This is the design document for the Hermes Engine.
The Hermes bytecode generator is responsible for translating the Hermes high-level IR into Hermes bytecode. This section only describes the generation of the opcode stream, not the whole bundle file format that is described in a separate document.
The bytecode is a register-based bytecode. The number of registers is infinite, but there are some restrictions on the registers. For example, registers that are allocated to call instructions must be consecutive, and most instructions only accept an 8-bit register index.
The first phase of bytecode generation is lowering of some instructions to target-specific instructions. Next, the register allocator allocates registers for each instruction in the lowered IR. Notice that the Hermes IR has a single return value per instruction. We model multiple return values or in-out variables using alloc-stack instructions.
One interesting design decision here is that register allocation happens on the IR prior to instruction selection. Performing register allocation prior to lowering is often done in JIT compilers where the lowering phase is trivial and close to a 1:1 translation between high-level IR and the low-level target IR. The lowered Hermes IR is very close to the bytecode format with a few exceptions: the handling of variables, the representation of constants and the representation of stack-allocated variables. Stack allocated registers are implemented as values that are pinned into a specific registers (at least during the lifetime of the stack allocation). Load/Store instructions from the stack allocation values are lowered into MOV instructions.
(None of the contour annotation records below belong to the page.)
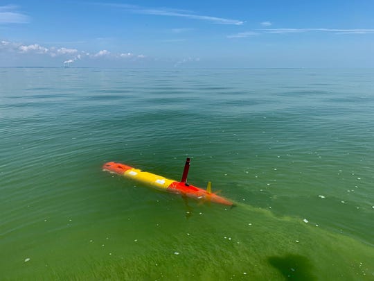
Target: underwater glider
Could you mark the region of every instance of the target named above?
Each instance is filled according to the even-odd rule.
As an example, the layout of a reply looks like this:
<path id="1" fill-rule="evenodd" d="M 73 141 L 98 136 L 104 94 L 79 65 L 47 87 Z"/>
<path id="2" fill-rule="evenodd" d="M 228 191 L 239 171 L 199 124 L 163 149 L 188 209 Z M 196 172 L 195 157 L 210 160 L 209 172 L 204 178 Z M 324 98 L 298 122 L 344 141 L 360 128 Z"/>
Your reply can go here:
<path id="1" fill-rule="evenodd" d="M 190 158 L 187 158 L 181 180 L 180 182 L 178 182 L 164 178 L 162 176 L 143 171 L 130 166 L 114 162 L 109 162 L 103 166 L 103 171 L 117 173 L 125 178 L 132 178 L 159 190 L 181 194 L 182 196 L 190 197 L 203 201 L 214 202 L 229 206 L 233 205 L 233 203 L 229 200 L 219 196 L 212 192 L 211 182 L 208 182 L 206 190 L 188 184 L 186 181 L 189 169 Z"/>

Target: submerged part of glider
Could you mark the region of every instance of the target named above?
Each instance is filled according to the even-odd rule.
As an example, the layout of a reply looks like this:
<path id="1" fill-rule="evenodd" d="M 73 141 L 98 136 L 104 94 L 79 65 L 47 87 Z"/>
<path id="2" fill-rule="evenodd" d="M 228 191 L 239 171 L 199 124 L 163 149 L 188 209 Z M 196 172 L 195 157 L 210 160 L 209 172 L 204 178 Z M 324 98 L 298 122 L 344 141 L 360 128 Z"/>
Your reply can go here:
<path id="1" fill-rule="evenodd" d="M 103 166 L 103 170 L 132 178 L 157 189 L 179 194 L 184 196 L 193 198 L 197 200 L 208 201 L 229 206 L 233 205 L 229 200 L 213 193 L 211 182 L 208 182 L 206 190 L 188 184 L 186 180 L 189 167 L 190 158 L 187 158 L 180 182 L 114 162 L 105 163 Z"/>

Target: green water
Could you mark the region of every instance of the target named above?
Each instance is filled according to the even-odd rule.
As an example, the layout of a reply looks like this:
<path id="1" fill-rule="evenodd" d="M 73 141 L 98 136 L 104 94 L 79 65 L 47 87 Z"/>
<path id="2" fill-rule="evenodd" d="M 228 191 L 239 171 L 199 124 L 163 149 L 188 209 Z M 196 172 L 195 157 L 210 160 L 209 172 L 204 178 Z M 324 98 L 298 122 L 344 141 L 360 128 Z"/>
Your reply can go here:
<path id="1" fill-rule="evenodd" d="M 373 280 L 373 78 L 0 69 L 0 280 Z M 101 171 L 186 157 L 237 207 Z"/>

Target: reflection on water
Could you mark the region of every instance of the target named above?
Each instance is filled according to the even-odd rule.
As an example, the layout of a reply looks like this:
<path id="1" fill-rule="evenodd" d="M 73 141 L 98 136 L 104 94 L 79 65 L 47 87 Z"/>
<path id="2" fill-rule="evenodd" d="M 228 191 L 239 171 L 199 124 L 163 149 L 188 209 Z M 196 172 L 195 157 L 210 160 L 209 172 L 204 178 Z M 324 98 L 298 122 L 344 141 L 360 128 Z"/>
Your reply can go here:
<path id="1" fill-rule="evenodd" d="M 6 69 L 0 279 L 372 280 L 373 74 Z"/>

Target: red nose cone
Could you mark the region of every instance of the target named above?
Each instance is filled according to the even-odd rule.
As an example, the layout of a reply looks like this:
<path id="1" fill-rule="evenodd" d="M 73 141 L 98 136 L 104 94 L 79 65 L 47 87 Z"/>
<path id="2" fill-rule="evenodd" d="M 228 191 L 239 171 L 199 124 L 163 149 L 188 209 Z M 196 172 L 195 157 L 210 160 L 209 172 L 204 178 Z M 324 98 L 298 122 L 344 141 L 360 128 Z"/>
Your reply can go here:
<path id="1" fill-rule="evenodd" d="M 104 165 L 103 166 L 103 169 L 104 171 L 116 173 L 118 175 L 123 175 L 123 173 L 130 169 L 133 168 L 123 164 L 116 163 L 115 162 L 108 162 L 107 163 L 104 164 Z"/>

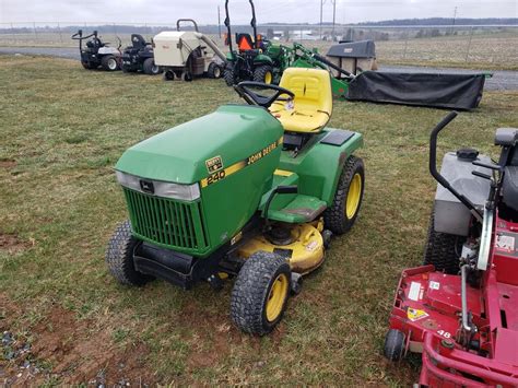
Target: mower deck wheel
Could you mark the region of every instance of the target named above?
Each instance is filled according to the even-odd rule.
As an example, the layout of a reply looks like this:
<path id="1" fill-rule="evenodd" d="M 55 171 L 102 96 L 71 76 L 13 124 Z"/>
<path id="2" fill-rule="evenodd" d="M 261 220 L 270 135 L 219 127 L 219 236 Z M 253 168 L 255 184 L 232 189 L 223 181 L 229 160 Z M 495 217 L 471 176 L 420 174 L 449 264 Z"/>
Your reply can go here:
<path id="1" fill-rule="evenodd" d="M 363 161 L 350 156 L 343 166 L 332 204 L 323 213 L 323 224 L 337 235 L 348 232 L 356 221 L 365 186 Z"/>
<path id="2" fill-rule="evenodd" d="M 397 329 L 390 329 L 385 337 L 384 354 L 390 361 L 399 361 L 404 353 L 404 334 Z"/>
<path id="3" fill-rule="evenodd" d="M 131 235 L 128 220 L 117 226 L 108 243 L 106 263 L 111 275 L 122 284 L 144 285 L 152 277 L 138 272 L 133 263 L 133 250 L 138 240 Z"/>
<path id="4" fill-rule="evenodd" d="M 106 71 L 116 71 L 119 69 L 119 63 L 117 63 L 115 56 L 104 56 L 101 58 L 101 66 Z"/>
<path id="5" fill-rule="evenodd" d="M 281 320 L 292 273 L 278 255 L 257 251 L 243 264 L 231 297 L 231 316 L 245 332 L 263 336 Z"/>
<path id="6" fill-rule="evenodd" d="M 254 70 L 254 81 L 262 83 L 272 83 L 273 82 L 273 69 L 269 64 L 262 64 Z"/>
<path id="7" fill-rule="evenodd" d="M 428 234 L 424 247 L 423 264 L 433 264 L 437 271 L 457 274 L 460 271 L 460 251 L 466 238 L 435 232 L 435 211 L 429 216 Z"/>
<path id="8" fill-rule="evenodd" d="M 209 78 L 220 79 L 221 73 L 222 73 L 221 67 L 217 63 L 212 62 L 209 64 L 209 69 L 207 69 L 207 74 L 209 75 Z"/>
<path id="9" fill-rule="evenodd" d="M 144 63 L 142 64 L 142 70 L 148 75 L 156 75 L 161 72 L 160 67 L 155 64 L 155 60 L 153 58 L 148 58 L 144 60 Z"/>

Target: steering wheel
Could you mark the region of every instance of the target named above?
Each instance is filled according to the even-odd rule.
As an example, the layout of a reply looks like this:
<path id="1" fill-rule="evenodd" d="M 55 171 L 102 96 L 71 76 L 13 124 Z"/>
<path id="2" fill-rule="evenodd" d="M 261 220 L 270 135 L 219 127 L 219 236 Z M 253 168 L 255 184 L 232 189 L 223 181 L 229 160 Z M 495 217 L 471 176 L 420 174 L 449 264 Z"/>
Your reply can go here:
<path id="1" fill-rule="evenodd" d="M 258 87 L 261 90 L 274 91 L 271 96 L 264 96 L 262 94 L 252 92 L 250 87 Z M 243 81 L 237 85 L 234 85 L 234 90 L 239 94 L 239 96 L 245 99 L 250 105 L 259 105 L 264 108 L 269 108 L 275 101 L 287 101 L 295 98 L 295 93 L 289 91 L 287 89 L 272 85 L 269 83 L 254 82 L 254 81 Z M 287 94 L 289 97 L 279 98 L 281 95 Z"/>

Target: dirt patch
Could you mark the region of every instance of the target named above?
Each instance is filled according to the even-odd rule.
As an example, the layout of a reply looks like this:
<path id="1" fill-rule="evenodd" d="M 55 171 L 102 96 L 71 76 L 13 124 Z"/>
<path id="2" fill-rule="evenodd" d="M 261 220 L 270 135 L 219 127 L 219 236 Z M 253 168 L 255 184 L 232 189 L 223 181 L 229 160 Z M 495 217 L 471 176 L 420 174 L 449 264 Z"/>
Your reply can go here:
<path id="1" fill-rule="evenodd" d="M 8 306 L 3 316 L 13 316 L 16 308 L 4 298 L 0 302 L 2 307 Z M 32 338 L 31 342 L 11 333 L 8 320 L 0 320 L 0 328 L 4 336 L 3 353 L 9 352 L 8 362 L 0 364 L 7 385 L 34 386 L 50 378 L 66 385 L 145 387 L 157 383 L 145 366 L 149 349 L 144 343 L 118 346 L 111 341 L 109 330 L 94 329 L 93 321 L 78 320 L 62 307 L 54 306 L 30 330 L 26 338 Z"/>
<path id="2" fill-rule="evenodd" d="M 25 242 L 15 234 L 5 234 L 0 232 L 0 250 L 7 250 L 9 254 L 16 254 L 34 246 L 35 242 Z"/>
<path id="3" fill-rule="evenodd" d="M 0 160 L 0 168 L 13 168 L 16 167 L 16 161 L 7 158 Z"/>

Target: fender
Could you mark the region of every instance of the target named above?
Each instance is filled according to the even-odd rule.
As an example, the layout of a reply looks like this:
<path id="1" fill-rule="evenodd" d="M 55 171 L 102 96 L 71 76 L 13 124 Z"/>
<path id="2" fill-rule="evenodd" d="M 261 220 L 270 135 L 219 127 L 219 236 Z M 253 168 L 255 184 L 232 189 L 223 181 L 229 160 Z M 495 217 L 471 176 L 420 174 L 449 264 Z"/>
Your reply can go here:
<path id="1" fill-rule="evenodd" d="M 318 134 L 317 143 L 313 146 L 307 144 L 307 150 L 303 149 L 296 157 L 283 152 L 279 165 L 280 169 L 298 174 L 299 193 L 317 197 L 328 207 L 334 198 L 345 161 L 363 146 L 363 136 L 357 132 L 353 132 L 354 134 L 341 145 L 321 143 L 326 136 L 340 129 L 326 128 Z"/>

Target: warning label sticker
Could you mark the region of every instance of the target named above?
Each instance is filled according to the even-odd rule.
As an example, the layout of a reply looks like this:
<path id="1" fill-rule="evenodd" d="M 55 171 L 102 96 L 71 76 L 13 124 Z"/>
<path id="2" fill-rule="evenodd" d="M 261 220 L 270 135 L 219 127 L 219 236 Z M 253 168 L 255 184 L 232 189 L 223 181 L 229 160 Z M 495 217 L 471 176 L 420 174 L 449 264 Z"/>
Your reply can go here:
<path id="1" fill-rule="evenodd" d="M 426 318 L 428 314 L 425 310 L 420 310 L 416 308 L 410 308 L 407 310 L 407 317 L 412 321 L 415 322 L 416 320 Z"/>
<path id="2" fill-rule="evenodd" d="M 423 297 L 421 294 L 421 283 L 412 282 L 410 283 L 409 299 L 419 301 Z"/>
<path id="3" fill-rule="evenodd" d="M 440 283 L 439 283 L 439 282 L 431 281 L 431 282 L 429 282 L 429 289 L 431 289 L 431 290 L 439 290 L 439 289 L 440 289 Z"/>
<path id="4" fill-rule="evenodd" d="M 499 234 L 496 236 L 496 249 L 503 250 L 506 252 L 514 252 L 515 251 L 515 237 Z"/>

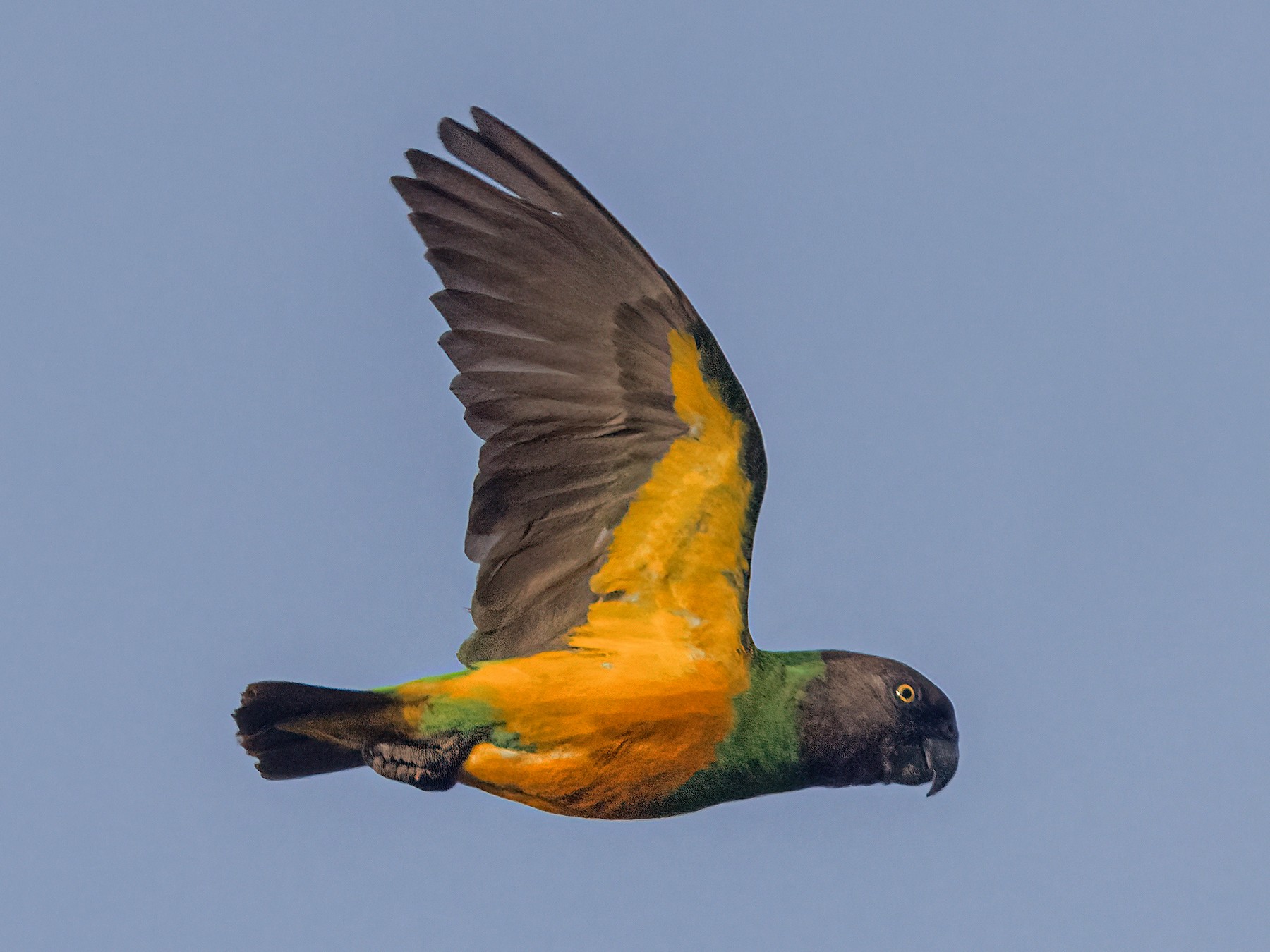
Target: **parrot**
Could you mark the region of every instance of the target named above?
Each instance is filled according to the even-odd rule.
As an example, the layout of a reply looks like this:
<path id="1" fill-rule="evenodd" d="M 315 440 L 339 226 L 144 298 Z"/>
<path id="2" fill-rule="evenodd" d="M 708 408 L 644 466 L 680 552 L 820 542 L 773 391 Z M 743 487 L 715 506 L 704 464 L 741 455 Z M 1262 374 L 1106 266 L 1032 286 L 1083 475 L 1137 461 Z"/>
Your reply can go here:
<path id="1" fill-rule="evenodd" d="M 392 178 L 442 289 L 451 390 L 483 440 L 461 670 L 351 691 L 255 682 L 267 779 L 370 767 L 635 820 L 958 768 L 952 702 L 907 664 L 749 631 L 758 421 L 674 281 L 559 162 L 474 108 Z M 466 168 L 465 168 L 466 166 Z"/>

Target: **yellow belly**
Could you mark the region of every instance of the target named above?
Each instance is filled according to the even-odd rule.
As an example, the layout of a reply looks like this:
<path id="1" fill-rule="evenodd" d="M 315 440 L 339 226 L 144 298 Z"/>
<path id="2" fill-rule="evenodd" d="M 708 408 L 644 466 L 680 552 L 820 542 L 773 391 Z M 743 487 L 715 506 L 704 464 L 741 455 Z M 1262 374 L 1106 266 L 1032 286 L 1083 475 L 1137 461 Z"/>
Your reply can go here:
<path id="1" fill-rule="evenodd" d="M 428 689 L 488 704 L 516 735 L 519 749 L 479 744 L 464 783 L 556 814 L 634 816 L 712 763 L 732 730 L 730 673 L 693 655 L 686 642 L 676 652 L 664 642 L 620 655 L 549 651 L 481 664 Z"/>

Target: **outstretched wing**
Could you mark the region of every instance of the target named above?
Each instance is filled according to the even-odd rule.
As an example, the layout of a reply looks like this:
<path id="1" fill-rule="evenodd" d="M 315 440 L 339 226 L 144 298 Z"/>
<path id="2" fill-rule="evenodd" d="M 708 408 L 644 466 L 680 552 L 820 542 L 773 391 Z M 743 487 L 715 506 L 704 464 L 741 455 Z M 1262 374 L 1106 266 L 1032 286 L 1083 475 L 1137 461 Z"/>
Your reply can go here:
<path id="1" fill-rule="evenodd" d="M 533 143 L 472 117 L 443 119 L 441 141 L 502 188 L 414 150 L 415 178 L 392 179 L 444 284 L 451 388 L 485 440 L 460 659 L 564 647 L 588 618 L 589 641 L 618 649 L 686 637 L 748 658 L 766 461 L 740 385 L 635 239 Z"/>

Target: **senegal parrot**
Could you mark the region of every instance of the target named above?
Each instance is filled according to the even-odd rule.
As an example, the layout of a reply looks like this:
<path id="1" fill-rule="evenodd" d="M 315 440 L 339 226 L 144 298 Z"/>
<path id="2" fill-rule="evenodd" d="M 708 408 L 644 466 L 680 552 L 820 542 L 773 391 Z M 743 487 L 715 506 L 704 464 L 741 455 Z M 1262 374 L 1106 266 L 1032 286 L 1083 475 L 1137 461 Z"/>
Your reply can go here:
<path id="1" fill-rule="evenodd" d="M 803 787 L 930 783 L 952 703 L 906 664 L 763 651 L 747 618 L 767 463 L 723 350 L 568 171 L 481 109 L 392 184 L 444 284 L 451 388 L 484 440 L 460 671 L 343 691 L 257 682 L 267 779 L 368 765 L 568 816 L 648 819 Z M 491 184 L 493 183 L 493 184 Z"/>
The current register allocation implementation is a very simple linear scan. The allocation has four main steps. First, we number the instructions in the functions, and traverse the basic blocks in the function in reverse-post-order scan. Second, we calculate the liveness graph of the result of each instruction in the function. We propagate this information across the function with a simple data-flow scan. Third, we calculate the liveness interval of each instruction. Finally, we scan the instructions in the function one by one and assign registers. We maintain a list of currently live intervals that correspond to the register file. We represent the register file with a simple bit vector and prefer to allocate registers from the beginning of the file. When we run out of registers we simply allocate new registers. When we reach instructions that require target-specific handling we call the backend to fill in the details. For example, the Hermes backend handles call instructions in a special way. At the moment we do not coalesce values and our PHI nodes generate two MOVs.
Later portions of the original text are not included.